I recently sold the family home, where one of my brothers had ensconsed himself for over 4 years, rentfree. I was my mother's executor, so responsible for the discharge of her will which stated all assets to be shared equally among children. My brother didn't want to move out, wouldn't pay rent, didn't maintain the place, so in the end, I paid for a total cleanout including most of the furniture (I left 1 bed and some stuff in the kitchen) and sold the house. My brother has not spoken to me since, was quite nasty during the whole process. So, I think you need a strong foot to put down, carry out the normal cleanup and sale process, all the time communicating with your brother that this is what is happening. Ignore the bad feeling which will ensue, its there anyway, if he is treating you like this. Just put down your marker re the sale and go for it. And, by the way, any costs in preparing the house for sale by way of cleanup and maintenance, should be deducted from your brother's share. You don't need to get solicitor's involved in this, just in the conveyencing part of the process. Our family let our brother walk over us for a long time - just took nerve to see it through and override sentimental family feelings. I wish you the best in this and hope you succeed in selling the house, which is the only logical outcome.


----------



## truthseeker (3 May 2012)

Eithneangela said:


> Ignore the bad feeling which will ensue, its there anyway, if he is treating you like this.

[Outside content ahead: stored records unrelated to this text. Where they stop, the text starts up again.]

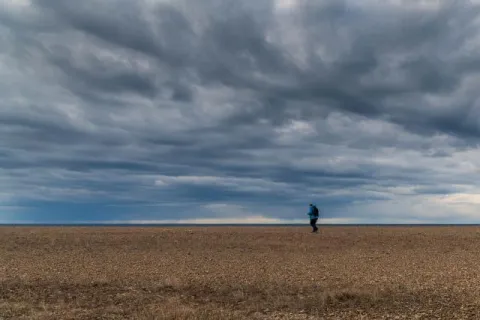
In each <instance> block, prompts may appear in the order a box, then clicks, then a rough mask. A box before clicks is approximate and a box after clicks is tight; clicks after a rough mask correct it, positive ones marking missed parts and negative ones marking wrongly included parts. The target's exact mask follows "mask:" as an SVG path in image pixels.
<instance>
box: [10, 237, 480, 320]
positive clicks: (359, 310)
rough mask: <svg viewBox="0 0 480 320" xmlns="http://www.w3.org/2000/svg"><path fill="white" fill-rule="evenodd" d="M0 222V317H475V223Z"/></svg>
mask: <svg viewBox="0 0 480 320" xmlns="http://www.w3.org/2000/svg"><path fill="white" fill-rule="evenodd" d="M308 232H309V228H308V227H304V228H293V227H290V228H281V227H271V228H234V227H228V228H201V227H197V228H98V227H96V228H76V227H75V228H73V227H72V228H40V227H39V228H27V227H15V228H14V227H4V228H0V319H192V320H193V319H222V320H224V319H225V320H226V319H480V278H479V276H480V265H479V263H480V250H479V249H478V248H479V242H480V228H475V227H450V228H449V227H435V228H434V227H429V228H420V227H413V228H401V227H390V228H387V227H328V228H323V229H321V233H320V234H317V235H312V234H309V233H308Z"/></svg>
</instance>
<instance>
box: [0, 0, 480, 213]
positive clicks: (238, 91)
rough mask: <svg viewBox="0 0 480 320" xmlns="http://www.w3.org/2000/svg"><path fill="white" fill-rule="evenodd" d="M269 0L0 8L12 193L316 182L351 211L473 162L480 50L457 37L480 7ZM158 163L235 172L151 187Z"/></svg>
mask: <svg viewBox="0 0 480 320" xmlns="http://www.w3.org/2000/svg"><path fill="white" fill-rule="evenodd" d="M275 6H276V3H275V2H274V1H260V2H253V1H251V2H242V3H239V2H238V1H205V2H196V1H182V2H175V3H162V4H157V5H153V4H147V2H129V1H118V2H94V1H83V2H82V1H77V2H73V1H70V2H68V1H67V2H61V3H60V2H56V1H50V0H38V1H34V6H33V7H30V8H28V9H25V11H19V10H13V9H12V10H10V9H9V10H4V11H1V12H0V17H1V19H0V48H10V49H3V50H2V49H0V50H2V51H0V52H1V53H0V59H1V60H0V61H1V62H3V61H8V62H9V63H3V64H0V65H1V66H0V75H2V76H4V77H2V78H3V80H2V79H0V93H1V94H2V96H3V98H4V99H3V101H2V102H0V125H1V127H0V133H1V134H2V136H3V137H6V139H1V140H0V169H2V170H1V171H0V179H3V180H1V181H2V182H5V183H4V184H3V186H4V187H3V188H5V189H8V190H10V191H11V192H12V194H15V196H14V198H15V199H16V201H20V202H22V199H23V200H25V199H30V200H31V199H36V200H38V199H43V200H48V201H54V202H55V201H60V200H59V199H62V201H65V200H68V199H72V200H75V199H76V200H78V199H81V200H82V201H86V202H95V201H97V200H98V199H100V198H101V199H103V200H105V201H109V202H110V203H111V204H114V205H115V204H118V205H121V204H122V205H123V204H132V203H134V204H136V205H145V204H152V203H155V202H156V201H158V202H161V201H165V199H168V201H172V202H177V203H197V202H200V203H218V202H222V203H233V204H238V203H241V204H242V205H245V206H251V207H252V208H255V212H259V211H262V210H266V211H268V207H269V206H270V205H272V204H275V205H278V206H283V210H280V211H281V212H280V211H279V212H280V213H279V215H282V217H289V216H291V215H293V214H297V213H296V212H295V210H297V208H298V206H302V205H304V204H305V203H306V202H310V201H312V199H313V200H315V199H317V200H318V202H319V203H321V204H322V205H323V206H325V208H327V211H328V212H330V214H331V215H335V214H337V215H342V214H343V215H345V214H347V213H345V212H350V213H351V211H350V210H352V209H351V208H352V207H353V208H354V207H355V205H356V204H360V203H362V206H363V207H362V208H364V209H363V210H367V209H368V210H371V207H368V206H367V204H366V203H370V202H372V201H378V202H380V203H388V204H389V205H392V204H391V203H390V202H389V201H390V200H392V199H393V200H394V199H399V201H404V200H402V199H404V198H403V197H404V196H405V195H404V194H403V193H402V192H404V191H401V192H400V191H398V190H397V189H395V188H400V189H401V190H409V191H408V192H407V193H408V196H412V197H417V196H419V197H420V196H423V197H431V196H437V195H442V194H445V193H449V192H467V191H468V190H467V191H466V189H462V188H459V187H452V185H454V184H458V185H474V184H475V181H474V178H473V177H472V174H471V171H469V170H470V169H469V166H468V165H465V166H462V163H463V161H462V160H461V159H463V158H462V157H466V158H465V159H466V160H465V162H467V163H469V164H471V165H472V166H473V164H475V161H474V160H473V156H471V155H468V154H464V153H466V152H469V151H472V150H473V151H474V150H475V149H473V147H474V146H475V145H476V139H475V138H476V137H478V134H479V127H478V125H477V123H476V122H475V120H474V119H475V117H476V116H477V115H478V114H477V113H478V111H477V109H478V108H477V105H476V100H477V99H478V93H477V89H476V81H475V79H476V78H475V77H478V71H479V70H478V59H476V58H475V57H474V56H472V55H470V54H469V53H468V52H467V49H466V47H467V46H474V45H475V42H472V41H473V39H474V37H475V36H476V34H477V31H478V28H477V26H476V25H475V23H474V20H475V19H476V18H477V16H478V7H477V6H475V5H473V4H467V3H460V2H458V3H453V4H452V5H444V6H443V7H442V8H441V9H440V10H437V11H421V10H420V9H418V8H415V7H407V6H405V7H396V6H392V5H388V4H379V5H376V7H375V8H374V10H370V8H369V7H368V4H367V3H365V4H364V5H359V4H356V5H353V4H351V3H349V2H347V1H343V2H338V1H324V2H313V1H304V2H301V3H300V4H297V6H295V7H294V8H293V9H291V11H290V12H289V13H288V14H283V15H282V14H281V13H278V12H276V10H277V9H275ZM372 6H374V5H373V4H372ZM24 12H25V13H24ZM479 44H480V43H479ZM472 50H473V49H472ZM11 62H13V63H11ZM25 70H26V71H28V72H24V71H25ZM7 76H8V78H7ZM7 79H8V80H7ZM472 170H473V169H472ZM158 175H162V176H167V177H171V179H178V177H188V176H211V177H217V178H218V179H220V178H223V179H230V180H229V181H237V182H238V181H243V182H245V181H247V182H245V183H243V182H242V183H243V184H241V186H238V185H237V186H235V187H232V186H231V185H228V186H227V187H226V186H225V184H224V185H222V184H217V185H215V184H209V185H198V184H192V183H182V184H175V185H171V186H166V187H160V186H158V185H155V179H154V178H153V177H154V176H158ZM256 179H257V180H256ZM258 179H260V180H261V179H263V180H265V181H271V182H272V183H274V184H276V186H278V187H276V188H273V189H272V190H265V188H263V189H262V185H261V183H260V184H259V180H258ZM402 188H403V189H402ZM267 189H268V188H267ZM62 190H64V191H62ZM259 190H262V192H259ZM396 190H397V191H396ZM2 191H4V190H2V189H1V187H0V193H1V192H2ZM393 200H392V201H393ZM277 208H278V207H277ZM359 208H360V207H359ZM294 212H295V213H294ZM179 214H180V215H181V214H182V212H181V208H180V209H179ZM364 214H366V215H368V212H364ZM376 214H377V213H376ZM302 217H303V214H302ZM376 217H377V218H378V216H376Z"/></svg>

Never a truer word spoken.


----------



## Bronte (4 May 2012)

I've gone back on all the posts on this topic. Reasons for confusion re brother/sister was that op at one stage mentioned it was his sister. I understand people mix up things on here so we cannot identify them.

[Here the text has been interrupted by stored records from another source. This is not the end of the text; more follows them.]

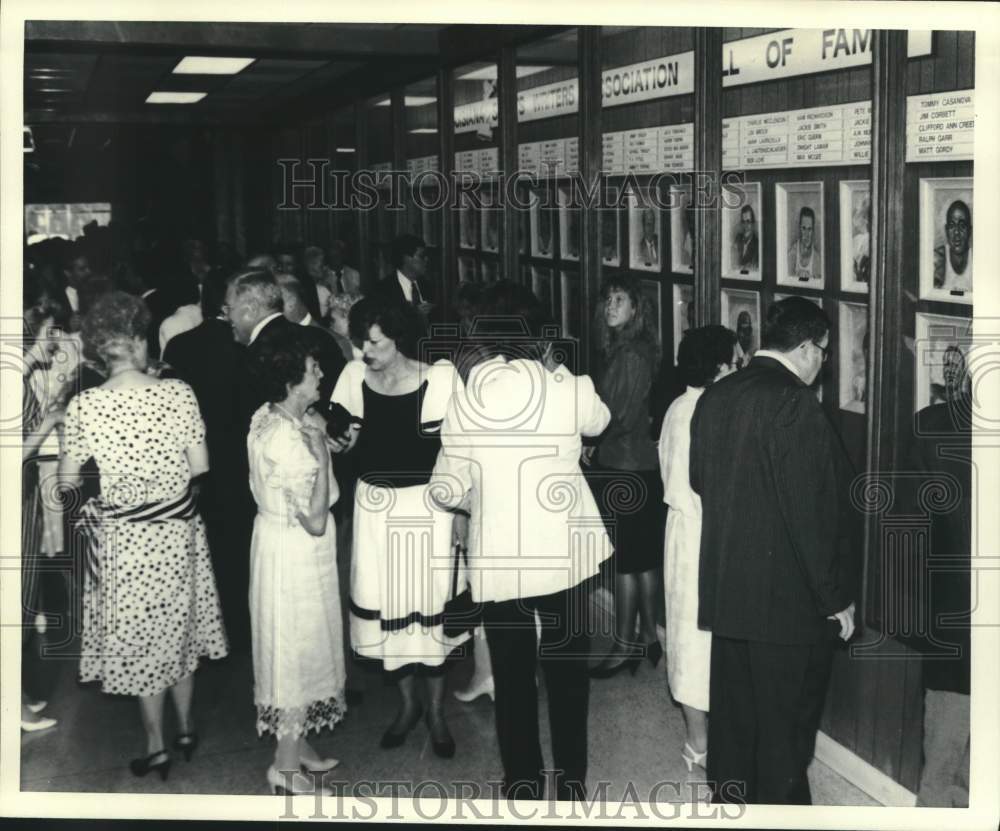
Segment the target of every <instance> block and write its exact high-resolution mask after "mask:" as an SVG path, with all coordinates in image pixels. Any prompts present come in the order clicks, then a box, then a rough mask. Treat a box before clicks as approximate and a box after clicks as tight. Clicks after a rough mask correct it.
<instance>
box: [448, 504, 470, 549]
mask: <svg viewBox="0 0 1000 831" xmlns="http://www.w3.org/2000/svg"><path fill="white" fill-rule="evenodd" d="M451 544H452V545H453V546H455V545H457V546H460V547H461V548H468V547H469V515H468V514H466V513H464V512H462V511H456V512H455V515H454V519H453V521H452V523H451Z"/></svg>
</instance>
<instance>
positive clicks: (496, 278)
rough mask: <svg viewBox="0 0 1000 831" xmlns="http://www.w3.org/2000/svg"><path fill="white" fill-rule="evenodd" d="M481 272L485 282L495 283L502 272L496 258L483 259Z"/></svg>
mask: <svg viewBox="0 0 1000 831" xmlns="http://www.w3.org/2000/svg"><path fill="white" fill-rule="evenodd" d="M479 273H480V276H481V277H482V280H483V282H484V283H495V282H496V281H497V276H498V275H499V273H500V269H499V265H498V263H497V261H496V260H483V261H482V262H480V263H479Z"/></svg>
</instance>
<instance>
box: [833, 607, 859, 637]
mask: <svg viewBox="0 0 1000 831" xmlns="http://www.w3.org/2000/svg"><path fill="white" fill-rule="evenodd" d="M827 620H835V621H837V622H838V623H839V624H840V639H841V640H843V641H849V640H850V639H851V636H852V635H853V634H854V603H853V602H852V603H851V605H850V606H848V607H847V608H846V609H844V611H842V612H837V614H835V615H828V616H827Z"/></svg>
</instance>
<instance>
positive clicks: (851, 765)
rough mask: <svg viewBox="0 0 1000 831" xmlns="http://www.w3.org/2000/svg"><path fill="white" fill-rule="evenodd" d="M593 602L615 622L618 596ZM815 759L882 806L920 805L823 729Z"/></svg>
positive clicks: (665, 648) (816, 747)
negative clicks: (617, 598)
mask: <svg viewBox="0 0 1000 831" xmlns="http://www.w3.org/2000/svg"><path fill="white" fill-rule="evenodd" d="M591 602H592V603H593V604H594V608H595V610H596V611H597V612H598V614H600V615H603V616H607V617H608V619H609V620H613V619H614V608H615V600H614V595H613V594H612V592H611V591H610V590H609V589H608V588H607V587H606V586H598V587H597V588H596V589H595V590H594V591H593V592H592V593H591ZM656 634H657V637H658V638H659V639H660V644H661V646H663V647H664V650H665V649H666V633H665V632H664V631H663V627H662V626H661V625H660V624H657V625H656ZM813 758H814V759H816V760H817V761H820V762H822V763H823V764H824V765H826V766H827V767H828V768H830V770H832V771H833V772H834V773H836V774H838V775H839V776H842V777H843V778H844V779H846V780H847V781H848V782H850V783H851V784H852V785H854V787H856V788H858V789H859V790H861V791H864V792H865V793H866V794H868V796H870V797H871V798H872V799H874V800H876V801H877V802H879V803H881V804H882V805H885V806H887V807H892V808H912V807H913V806H915V805H916V804H917V795H916V794H915V793H913V792H912V791H909V790H907V789H906V788H904V787H903V786H902V785H900V784H899V783H898V782H896V781H895V780H894V779H893V778H892V777H890V776H888V775H887V774H885V773H883V772H882V771H880V770H879V769H878V768H877V767H875V766H874V765H872V764H871V763H869V762H866V761H865V760H864V759H862V758H861V757H860V756H858V755H857V754H856V753H854V752H853V751H850V750H848V749H847V748H846V747H844V746H843V745H842V744H840V742H838V741H836V740H834V739H832V738H830V736H828V735H827V734H826V733H824V732H823V731H822V730H820V731H819V733H817V734H816V751H815V754H814V756H813Z"/></svg>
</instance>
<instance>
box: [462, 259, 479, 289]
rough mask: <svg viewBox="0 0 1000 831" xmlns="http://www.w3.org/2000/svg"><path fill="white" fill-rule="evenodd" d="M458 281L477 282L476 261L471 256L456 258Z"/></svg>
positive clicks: (465, 281)
mask: <svg viewBox="0 0 1000 831" xmlns="http://www.w3.org/2000/svg"><path fill="white" fill-rule="evenodd" d="M458 282H460V283H475V282H477V274H476V261H475V260H474V259H473V258H472V257H459V258H458Z"/></svg>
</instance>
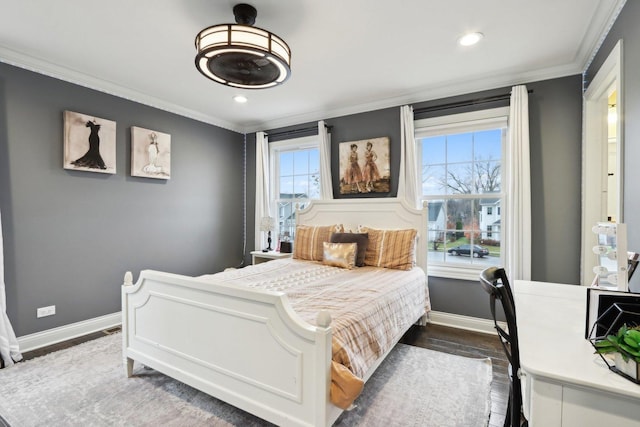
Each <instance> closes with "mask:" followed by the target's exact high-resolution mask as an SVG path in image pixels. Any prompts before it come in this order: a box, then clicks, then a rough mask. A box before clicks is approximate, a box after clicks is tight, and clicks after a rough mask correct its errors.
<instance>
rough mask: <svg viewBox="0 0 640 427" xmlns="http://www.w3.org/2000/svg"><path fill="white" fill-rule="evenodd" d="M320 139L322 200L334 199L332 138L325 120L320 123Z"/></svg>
mask: <svg viewBox="0 0 640 427" xmlns="http://www.w3.org/2000/svg"><path fill="white" fill-rule="evenodd" d="M318 139H319V140H320V141H319V142H320V147H319V148H320V198H321V199H325V200H327V199H333V185H332V184H331V136H330V135H329V131H328V129H327V127H326V126H325V123H324V120H320V121H319V122H318Z"/></svg>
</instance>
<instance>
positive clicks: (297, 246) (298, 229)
mask: <svg viewBox="0 0 640 427" xmlns="http://www.w3.org/2000/svg"><path fill="white" fill-rule="evenodd" d="M342 231H343V228H342V225H341V224H336V225H317V226H313V225H298V226H296V236H295V238H294V242H293V258H296V259H302V260H307V261H322V254H323V252H324V247H323V245H322V244H323V243H324V242H328V241H329V240H331V233H335V232H338V233H341V232H342Z"/></svg>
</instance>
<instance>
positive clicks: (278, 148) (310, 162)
mask: <svg viewBox="0 0 640 427" xmlns="http://www.w3.org/2000/svg"><path fill="white" fill-rule="evenodd" d="M269 159H270V161H271V165H270V171H271V179H270V183H271V187H270V191H271V211H272V213H273V214H275V216H276V227H277V230H276V231H275V235H276V236H278V239H279V240H278V241H280V240H282V238H283V237H284V236H285V233H288V236H289V238H290V239H291V240H293V238H294V235H295V229H296V219H295V211H296V205H298V207H299V208H300V209H302V208H304V207H305V206H307V205H308V204H309V201H311V200H313V199H319V198H320V150H319V141H318V137H317V136H311V137H304V138H295V139H288V140H284V141H277V142H272V143H269Z"/></svg>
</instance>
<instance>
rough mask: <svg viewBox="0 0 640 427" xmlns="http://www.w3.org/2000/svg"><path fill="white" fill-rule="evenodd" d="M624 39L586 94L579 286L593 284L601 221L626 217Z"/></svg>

__________________________

As usual everything is not black and white. OP it was you that decided to keep the house, you have mentioned that you, not he, wanted him to buy the house, it was you, not he, that wanted to keep it in the family, it was you that complained about maintaining the house as he would not do anything and you allowed him into the house knowing this. For goodness sake you walked into this situation yourself. 

You were also given the option of deciding to be a landlord, you didn't want to, presumably you decided against this as it was too much hassle and then you let your brother 'caretake' the property. End of problem.  

Have you, in the back of your mind, a reason to hold onto this house, a forlorn hope of property values rising perhaps or a fear of losing the 'family' home and letting your past go? 

You are not your brother's keeper. You are not reasonsible for him and the sooner you let this house go the better. Let him grow up and buy his own house.


----------



## McD1978 (4 May 2012)

Bronte - While I thank you for your contribuation to all this, I'm well aware of my own contribuation to this situation and don't need it pointed out to me.  I have no reason to hold onto the house and have no forlorn hopes about property prices.  I also have my own "family" home with my wife and letting go of the past isn't an issue as you've questioned above.


----------